Prove $g(x)$ is irreducible over $F$.

Question

Let $F$ be a field and let $f(x)$ be a polynomial of degree $n \geq 1$ in $F[x]$. Let $g(x) = f\big(\frac{1}{x}\big)x^n$.
Assume $f(0) \neq 0$. Prove that $f(x)$ is irreducible over $F$ if and only if $g(x)$ is irreducible over $F$.

$\mathbf{My~Attempt:}$
Prove of if:
Assume that $f(x)$ is irreducible over $F$, WTP: $g(x)$ is irreducible over $F$.
First, notice that $F[x] = \{ a_n x^n + a_{n-1} x^{n-1} + \cdots + a_1 x + a_0 ~|~ a_i \in F \text{ and for some } n \in \mathbb{N} \cup \{ 0 \} \}$.
Since, we let $f(x)$ be a polynomial of degree $n \geq 1$ in $F[x]$.
Then, $f(x) = b_n x^n + b_{n-1} x^{n-1} + \cdots + b_1 x + b_0$, for each constant coefficient $b_i \in F$.
Since, we assumed that $f(x)$ is irreducible over $F$ and we know that $f(0) \neq 0$.
Then, by defintion of irreducible, if $f(x) = h(x)j(x)$ with $h(x), j(x) \in F[x]$, then $h(x)$ or $j(x)$ is a unit in $F[x]$.

Now I don't know how to prove that $g(x) = f\big(\frac{1}{x}\big)x^n = b_n + b_{n-1} x + \cdots + b_1 x^{n-1} + b_0 x^n$ whhere $g(x) \in F[x]$ is irreducible.
Also, I have no idea only how to prove the only if which assume $g(x)$ is irreducible over $F$ and prove $f(x)$ is irreducible over $F$.

Answer 1

Suppose $g$ is reducible, let $g=h_1\cdot h_2$, with $n_1=\deg h_1$, $n_2=\deg h_2$. Then $$\left(x^{n_1}h_1(1/x)\right)\cdot\left(x^{n_2}h_2(1/x)\right)=x^ng(1/x)=f(x),$$ so $f$ is reducible.
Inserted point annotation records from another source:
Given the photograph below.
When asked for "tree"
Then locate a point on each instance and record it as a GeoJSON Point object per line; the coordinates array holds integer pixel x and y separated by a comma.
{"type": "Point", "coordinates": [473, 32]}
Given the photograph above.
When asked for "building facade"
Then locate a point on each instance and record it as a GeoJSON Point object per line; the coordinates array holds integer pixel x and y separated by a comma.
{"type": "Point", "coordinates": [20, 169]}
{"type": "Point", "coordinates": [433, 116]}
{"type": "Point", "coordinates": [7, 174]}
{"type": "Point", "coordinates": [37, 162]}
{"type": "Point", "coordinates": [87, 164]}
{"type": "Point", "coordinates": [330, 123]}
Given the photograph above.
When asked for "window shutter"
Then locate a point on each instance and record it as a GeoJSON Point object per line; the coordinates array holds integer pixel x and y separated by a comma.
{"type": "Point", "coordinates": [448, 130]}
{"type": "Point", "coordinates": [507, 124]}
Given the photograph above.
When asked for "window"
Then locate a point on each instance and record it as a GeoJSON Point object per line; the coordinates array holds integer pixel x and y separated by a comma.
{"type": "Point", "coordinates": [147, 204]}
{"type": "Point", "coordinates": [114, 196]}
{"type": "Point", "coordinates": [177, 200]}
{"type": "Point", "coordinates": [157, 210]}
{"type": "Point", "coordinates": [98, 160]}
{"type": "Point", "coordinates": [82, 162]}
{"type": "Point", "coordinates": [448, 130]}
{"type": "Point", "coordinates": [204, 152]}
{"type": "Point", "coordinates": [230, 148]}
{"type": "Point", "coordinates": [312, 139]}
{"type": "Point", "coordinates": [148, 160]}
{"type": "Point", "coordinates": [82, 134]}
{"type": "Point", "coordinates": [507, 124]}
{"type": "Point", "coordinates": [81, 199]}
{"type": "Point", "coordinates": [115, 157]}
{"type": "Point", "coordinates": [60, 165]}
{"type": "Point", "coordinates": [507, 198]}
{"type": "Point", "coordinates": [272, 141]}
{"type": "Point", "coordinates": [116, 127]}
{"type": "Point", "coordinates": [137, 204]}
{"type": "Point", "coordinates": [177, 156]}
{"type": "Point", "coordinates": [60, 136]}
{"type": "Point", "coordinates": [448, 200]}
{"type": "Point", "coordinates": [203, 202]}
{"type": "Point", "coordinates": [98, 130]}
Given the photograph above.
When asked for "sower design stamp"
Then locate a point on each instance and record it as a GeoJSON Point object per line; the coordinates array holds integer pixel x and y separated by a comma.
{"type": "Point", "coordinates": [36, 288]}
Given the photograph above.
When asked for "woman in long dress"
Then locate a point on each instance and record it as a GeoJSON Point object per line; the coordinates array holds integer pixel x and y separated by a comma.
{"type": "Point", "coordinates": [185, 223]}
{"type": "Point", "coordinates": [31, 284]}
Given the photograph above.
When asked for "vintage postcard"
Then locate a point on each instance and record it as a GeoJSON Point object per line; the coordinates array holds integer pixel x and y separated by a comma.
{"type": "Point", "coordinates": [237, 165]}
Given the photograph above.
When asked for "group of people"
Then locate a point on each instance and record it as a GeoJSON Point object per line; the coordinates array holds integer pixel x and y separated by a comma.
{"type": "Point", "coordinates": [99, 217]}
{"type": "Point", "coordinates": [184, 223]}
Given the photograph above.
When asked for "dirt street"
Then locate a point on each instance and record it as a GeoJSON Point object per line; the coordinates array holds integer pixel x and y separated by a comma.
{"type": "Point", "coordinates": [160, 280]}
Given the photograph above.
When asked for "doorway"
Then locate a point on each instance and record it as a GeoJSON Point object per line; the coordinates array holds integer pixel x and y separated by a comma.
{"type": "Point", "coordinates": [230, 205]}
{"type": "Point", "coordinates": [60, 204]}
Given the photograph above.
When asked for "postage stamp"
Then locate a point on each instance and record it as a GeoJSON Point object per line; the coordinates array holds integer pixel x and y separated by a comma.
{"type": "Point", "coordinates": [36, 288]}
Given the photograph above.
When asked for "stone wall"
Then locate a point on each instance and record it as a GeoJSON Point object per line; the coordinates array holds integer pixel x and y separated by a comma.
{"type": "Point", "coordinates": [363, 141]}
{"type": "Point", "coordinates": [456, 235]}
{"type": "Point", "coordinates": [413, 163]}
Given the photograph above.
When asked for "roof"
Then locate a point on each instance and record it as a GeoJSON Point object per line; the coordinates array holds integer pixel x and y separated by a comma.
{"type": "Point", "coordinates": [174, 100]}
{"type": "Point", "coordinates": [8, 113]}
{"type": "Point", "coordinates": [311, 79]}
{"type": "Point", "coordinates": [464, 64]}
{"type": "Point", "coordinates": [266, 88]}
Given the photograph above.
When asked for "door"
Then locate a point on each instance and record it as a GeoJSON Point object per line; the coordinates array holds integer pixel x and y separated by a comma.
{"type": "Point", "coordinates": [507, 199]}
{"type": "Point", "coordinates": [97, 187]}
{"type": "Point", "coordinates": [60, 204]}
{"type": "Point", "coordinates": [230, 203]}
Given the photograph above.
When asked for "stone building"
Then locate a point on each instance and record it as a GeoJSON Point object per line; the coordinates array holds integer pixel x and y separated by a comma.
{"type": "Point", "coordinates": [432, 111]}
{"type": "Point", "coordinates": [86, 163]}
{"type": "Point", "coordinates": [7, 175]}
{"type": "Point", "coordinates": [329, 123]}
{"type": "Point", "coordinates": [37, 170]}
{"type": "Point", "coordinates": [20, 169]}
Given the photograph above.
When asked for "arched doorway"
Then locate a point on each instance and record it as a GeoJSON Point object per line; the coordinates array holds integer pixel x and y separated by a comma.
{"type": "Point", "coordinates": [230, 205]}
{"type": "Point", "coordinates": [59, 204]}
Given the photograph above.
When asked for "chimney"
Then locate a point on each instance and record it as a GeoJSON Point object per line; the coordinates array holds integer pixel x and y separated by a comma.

Hence $f$ irreducible $\implies$ $g$ irreducible.

You can then basically run this argument in reverse.

Answer 2

If $f$ is reducible, then $f(x)=q_1(x)q_2(x)$ and so $g(x)=q_1(\frac{1}{x})q_2(\frac{1}{x})x^n$. But $n=\deg(q_1)+\deg(q_2)$, and so $$g(x)=x^{\deg(q_1)}q_1(\frac{1}{x})x^{\deg(q_2)}q_2(\frac{1}{x})$$

where $x^{\deg(q_1)}q_1(\frac{1}{x})$ is a polynomial. This tells us that $g(x)$ is reducible. This should show you the "only if" part.